Повести и рассказы - Аркадий Аверченко
Шрифт:
Интервал:
Закладка:
Она подняла на меня страдающие, заплаканные глаза...
- Это все пустяки, все внешние различия, а я говорю о духовном сродстве.
- Увы, где оно?.. Мужчина почти всегда духовно и умственно превосходит женщину...
Ее глаза засверкали.
- Да?!! Ты так думаешь? А что, если я тебе скажу, что у нас в Киеве были муж и жена Тиняковы, и - знаешь ли ты это? - она окончила университет, была адвокатом, а он имел рыбную торговлю!! Вот тебе!

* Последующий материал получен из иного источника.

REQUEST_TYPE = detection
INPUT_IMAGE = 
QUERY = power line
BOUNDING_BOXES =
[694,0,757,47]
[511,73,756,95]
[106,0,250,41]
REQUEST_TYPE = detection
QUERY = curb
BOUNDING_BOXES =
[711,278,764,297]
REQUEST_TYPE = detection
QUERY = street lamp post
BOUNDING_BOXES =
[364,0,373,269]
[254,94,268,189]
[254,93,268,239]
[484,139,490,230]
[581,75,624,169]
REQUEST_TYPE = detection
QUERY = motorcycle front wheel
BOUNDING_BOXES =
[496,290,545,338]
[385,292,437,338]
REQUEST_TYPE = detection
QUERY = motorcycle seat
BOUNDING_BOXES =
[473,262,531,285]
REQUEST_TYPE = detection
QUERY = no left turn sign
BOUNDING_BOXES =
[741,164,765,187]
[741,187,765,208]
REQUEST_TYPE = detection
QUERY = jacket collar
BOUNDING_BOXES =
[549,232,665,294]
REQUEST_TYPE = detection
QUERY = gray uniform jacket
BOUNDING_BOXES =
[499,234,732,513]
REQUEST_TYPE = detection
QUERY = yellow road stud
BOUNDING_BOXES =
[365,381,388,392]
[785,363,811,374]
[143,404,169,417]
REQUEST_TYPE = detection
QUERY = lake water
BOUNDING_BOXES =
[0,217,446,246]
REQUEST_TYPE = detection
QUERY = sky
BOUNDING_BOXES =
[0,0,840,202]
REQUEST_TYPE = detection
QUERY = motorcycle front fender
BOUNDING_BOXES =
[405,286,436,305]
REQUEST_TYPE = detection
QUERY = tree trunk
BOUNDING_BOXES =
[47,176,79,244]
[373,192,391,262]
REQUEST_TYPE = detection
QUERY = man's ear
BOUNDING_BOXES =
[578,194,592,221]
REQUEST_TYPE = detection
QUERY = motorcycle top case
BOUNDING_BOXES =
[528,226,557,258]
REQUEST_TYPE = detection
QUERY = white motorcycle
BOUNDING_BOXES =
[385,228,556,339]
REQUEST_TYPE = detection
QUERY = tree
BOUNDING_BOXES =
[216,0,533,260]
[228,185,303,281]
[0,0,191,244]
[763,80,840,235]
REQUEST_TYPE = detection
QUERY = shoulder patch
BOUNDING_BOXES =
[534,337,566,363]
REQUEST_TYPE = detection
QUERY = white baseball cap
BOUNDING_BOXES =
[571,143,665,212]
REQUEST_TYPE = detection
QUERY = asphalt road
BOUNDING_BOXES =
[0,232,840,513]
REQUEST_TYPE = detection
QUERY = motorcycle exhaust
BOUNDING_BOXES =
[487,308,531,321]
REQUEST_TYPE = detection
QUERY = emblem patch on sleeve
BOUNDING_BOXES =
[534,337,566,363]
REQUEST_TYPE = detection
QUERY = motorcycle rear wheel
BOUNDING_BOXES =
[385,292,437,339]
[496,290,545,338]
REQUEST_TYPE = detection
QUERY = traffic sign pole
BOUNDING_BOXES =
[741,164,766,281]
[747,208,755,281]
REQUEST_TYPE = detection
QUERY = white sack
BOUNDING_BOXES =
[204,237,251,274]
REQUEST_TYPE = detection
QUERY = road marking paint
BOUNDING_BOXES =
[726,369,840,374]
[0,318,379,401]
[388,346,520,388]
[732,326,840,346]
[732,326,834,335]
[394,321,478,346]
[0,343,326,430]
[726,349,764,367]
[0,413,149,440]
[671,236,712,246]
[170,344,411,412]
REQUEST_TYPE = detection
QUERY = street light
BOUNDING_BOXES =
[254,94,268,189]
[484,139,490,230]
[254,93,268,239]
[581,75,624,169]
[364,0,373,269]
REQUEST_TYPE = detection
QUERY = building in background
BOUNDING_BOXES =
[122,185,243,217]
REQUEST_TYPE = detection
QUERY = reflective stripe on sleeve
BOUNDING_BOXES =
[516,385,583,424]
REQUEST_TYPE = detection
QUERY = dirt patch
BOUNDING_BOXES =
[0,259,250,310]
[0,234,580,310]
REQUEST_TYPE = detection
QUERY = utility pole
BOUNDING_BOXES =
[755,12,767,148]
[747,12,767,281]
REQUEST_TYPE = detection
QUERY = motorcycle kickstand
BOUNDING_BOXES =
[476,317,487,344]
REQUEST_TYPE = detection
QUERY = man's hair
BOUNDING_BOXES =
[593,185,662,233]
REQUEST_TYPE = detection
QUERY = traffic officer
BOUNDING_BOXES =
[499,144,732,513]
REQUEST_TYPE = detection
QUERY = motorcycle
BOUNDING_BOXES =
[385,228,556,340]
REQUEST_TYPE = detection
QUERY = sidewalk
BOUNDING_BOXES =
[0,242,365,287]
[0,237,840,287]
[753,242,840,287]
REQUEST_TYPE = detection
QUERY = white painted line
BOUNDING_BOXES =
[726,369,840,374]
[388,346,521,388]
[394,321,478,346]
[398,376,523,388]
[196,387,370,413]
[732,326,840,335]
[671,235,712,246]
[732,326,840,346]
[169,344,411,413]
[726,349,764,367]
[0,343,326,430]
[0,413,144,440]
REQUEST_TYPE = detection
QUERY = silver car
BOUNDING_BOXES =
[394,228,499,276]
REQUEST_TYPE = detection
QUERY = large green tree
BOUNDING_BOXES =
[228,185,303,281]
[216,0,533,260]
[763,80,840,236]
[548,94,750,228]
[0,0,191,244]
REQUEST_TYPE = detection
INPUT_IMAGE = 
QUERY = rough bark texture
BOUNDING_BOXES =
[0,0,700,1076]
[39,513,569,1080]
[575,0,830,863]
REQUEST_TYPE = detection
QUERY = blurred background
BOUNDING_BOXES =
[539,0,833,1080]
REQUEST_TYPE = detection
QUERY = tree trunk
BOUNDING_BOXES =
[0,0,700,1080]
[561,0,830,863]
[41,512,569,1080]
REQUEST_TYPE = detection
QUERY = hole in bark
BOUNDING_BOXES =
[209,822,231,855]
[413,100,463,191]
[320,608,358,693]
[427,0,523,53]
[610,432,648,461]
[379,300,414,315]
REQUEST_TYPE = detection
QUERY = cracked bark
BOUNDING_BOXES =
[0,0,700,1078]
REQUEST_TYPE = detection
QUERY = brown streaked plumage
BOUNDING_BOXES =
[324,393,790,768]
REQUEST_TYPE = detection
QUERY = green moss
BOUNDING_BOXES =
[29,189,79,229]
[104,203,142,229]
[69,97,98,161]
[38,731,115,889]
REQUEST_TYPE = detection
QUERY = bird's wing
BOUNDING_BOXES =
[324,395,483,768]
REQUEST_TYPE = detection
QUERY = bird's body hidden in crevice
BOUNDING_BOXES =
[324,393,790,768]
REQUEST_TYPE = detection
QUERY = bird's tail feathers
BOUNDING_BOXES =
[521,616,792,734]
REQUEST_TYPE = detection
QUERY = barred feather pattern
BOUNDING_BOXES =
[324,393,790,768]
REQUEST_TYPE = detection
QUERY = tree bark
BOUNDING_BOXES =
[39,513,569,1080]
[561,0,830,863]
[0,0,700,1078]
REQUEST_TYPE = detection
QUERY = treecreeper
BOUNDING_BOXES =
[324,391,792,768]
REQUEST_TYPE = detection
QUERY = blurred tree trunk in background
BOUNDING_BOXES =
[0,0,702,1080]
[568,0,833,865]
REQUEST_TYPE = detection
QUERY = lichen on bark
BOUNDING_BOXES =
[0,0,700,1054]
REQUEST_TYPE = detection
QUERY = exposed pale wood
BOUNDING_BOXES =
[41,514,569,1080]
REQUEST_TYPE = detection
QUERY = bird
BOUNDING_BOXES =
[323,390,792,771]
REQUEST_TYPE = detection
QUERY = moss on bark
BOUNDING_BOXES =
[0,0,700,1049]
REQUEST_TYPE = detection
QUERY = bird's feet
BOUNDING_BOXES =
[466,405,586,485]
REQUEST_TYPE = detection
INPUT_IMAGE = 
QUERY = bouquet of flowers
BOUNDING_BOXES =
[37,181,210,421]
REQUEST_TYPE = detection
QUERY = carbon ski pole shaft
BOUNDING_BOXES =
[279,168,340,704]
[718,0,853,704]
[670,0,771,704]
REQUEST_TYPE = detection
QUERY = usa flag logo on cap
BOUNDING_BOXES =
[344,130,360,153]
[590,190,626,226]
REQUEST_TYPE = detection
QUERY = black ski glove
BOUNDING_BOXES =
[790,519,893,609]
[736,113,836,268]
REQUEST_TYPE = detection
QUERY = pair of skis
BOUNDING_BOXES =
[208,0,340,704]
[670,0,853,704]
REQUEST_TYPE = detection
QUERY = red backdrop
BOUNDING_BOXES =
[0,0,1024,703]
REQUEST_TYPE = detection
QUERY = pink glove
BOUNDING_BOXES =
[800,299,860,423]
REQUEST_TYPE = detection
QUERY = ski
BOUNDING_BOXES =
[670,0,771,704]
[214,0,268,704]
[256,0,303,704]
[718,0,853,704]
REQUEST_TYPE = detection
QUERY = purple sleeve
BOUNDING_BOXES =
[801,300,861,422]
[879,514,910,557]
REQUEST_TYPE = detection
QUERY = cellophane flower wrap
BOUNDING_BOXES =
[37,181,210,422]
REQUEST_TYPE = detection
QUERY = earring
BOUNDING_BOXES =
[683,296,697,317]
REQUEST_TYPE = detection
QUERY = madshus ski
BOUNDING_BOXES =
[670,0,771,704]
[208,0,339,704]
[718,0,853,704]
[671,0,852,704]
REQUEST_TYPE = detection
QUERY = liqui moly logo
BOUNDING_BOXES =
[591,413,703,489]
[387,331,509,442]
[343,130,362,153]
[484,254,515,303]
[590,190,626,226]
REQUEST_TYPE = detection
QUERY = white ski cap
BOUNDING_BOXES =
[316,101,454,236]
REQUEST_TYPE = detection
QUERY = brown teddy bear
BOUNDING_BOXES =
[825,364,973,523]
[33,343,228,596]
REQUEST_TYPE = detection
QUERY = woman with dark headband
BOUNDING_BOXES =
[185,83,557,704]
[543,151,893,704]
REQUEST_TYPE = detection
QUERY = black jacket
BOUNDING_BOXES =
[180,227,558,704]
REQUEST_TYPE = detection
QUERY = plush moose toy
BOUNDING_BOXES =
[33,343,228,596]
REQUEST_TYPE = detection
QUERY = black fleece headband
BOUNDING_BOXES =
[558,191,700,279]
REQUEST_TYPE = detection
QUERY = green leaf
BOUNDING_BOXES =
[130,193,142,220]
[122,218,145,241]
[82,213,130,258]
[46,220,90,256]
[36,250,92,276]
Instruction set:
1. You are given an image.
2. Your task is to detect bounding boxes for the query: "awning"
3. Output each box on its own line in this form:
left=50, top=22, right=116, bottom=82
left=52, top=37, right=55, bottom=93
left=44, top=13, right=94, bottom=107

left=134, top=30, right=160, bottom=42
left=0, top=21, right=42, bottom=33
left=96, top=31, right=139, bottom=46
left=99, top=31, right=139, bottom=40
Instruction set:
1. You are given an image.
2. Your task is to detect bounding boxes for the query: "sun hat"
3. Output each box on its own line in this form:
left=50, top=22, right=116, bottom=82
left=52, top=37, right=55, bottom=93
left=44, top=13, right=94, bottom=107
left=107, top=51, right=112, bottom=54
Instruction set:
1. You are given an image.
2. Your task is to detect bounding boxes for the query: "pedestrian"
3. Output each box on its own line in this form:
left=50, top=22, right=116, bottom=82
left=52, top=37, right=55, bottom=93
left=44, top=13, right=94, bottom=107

- Дитя ты мое неразумное, - засмеялся я, ласково, как ребенка, усаживая ее на колени. - Да ведь ты сама сейчас подчеркнула разницу между нами. Заметь, что я, мужчина, всегда говорю о правиле, а ты - бедная логикой, обыкновенная женщина - сейчас же подносишь мне исключение. Бедная головушка! Все люди имеют на руках десять пальцев - и я говорю об этом... А ты видела в паноптикуме мальчишку с двенадцатью пальцами - и думаешь, что в этом мальчишке заключено опровержение всех моих теорий о десяти пальцах.
- Ну, конечно, - удивилась она. - Как же можно говорить о том, что правило - десять пальцев, когда (ты же сам говоришь!) существуют люди с двенадцатью пальцами.
Говоря это, она деловито бегала по комнате, уже забыв о своих горьких слезах, и деловито переставляла какие-то фарфоровые фигурки и какие-то цветы в вазочках. И вся она в своих туфельках на высоких каблуках, в нечеловеческом пеньюаре из кружев и ленточек, с золотистой подстриженной кудрявой головкой и еще не высохшими от слез глазами, с ее покровительственным тоном, которым она произнесла последние слова, - вся она, эта спокойно чирикающая птица, не ведающая надвигающейся грозы моего к ней равнодушия, - вся она, как вихрем, неожиданно закружила мое сердце.
Лопнула какая-то плотина, и жалость к ней, острая и неизбывная жалость, которая сильнее любви, - затопила меня всего.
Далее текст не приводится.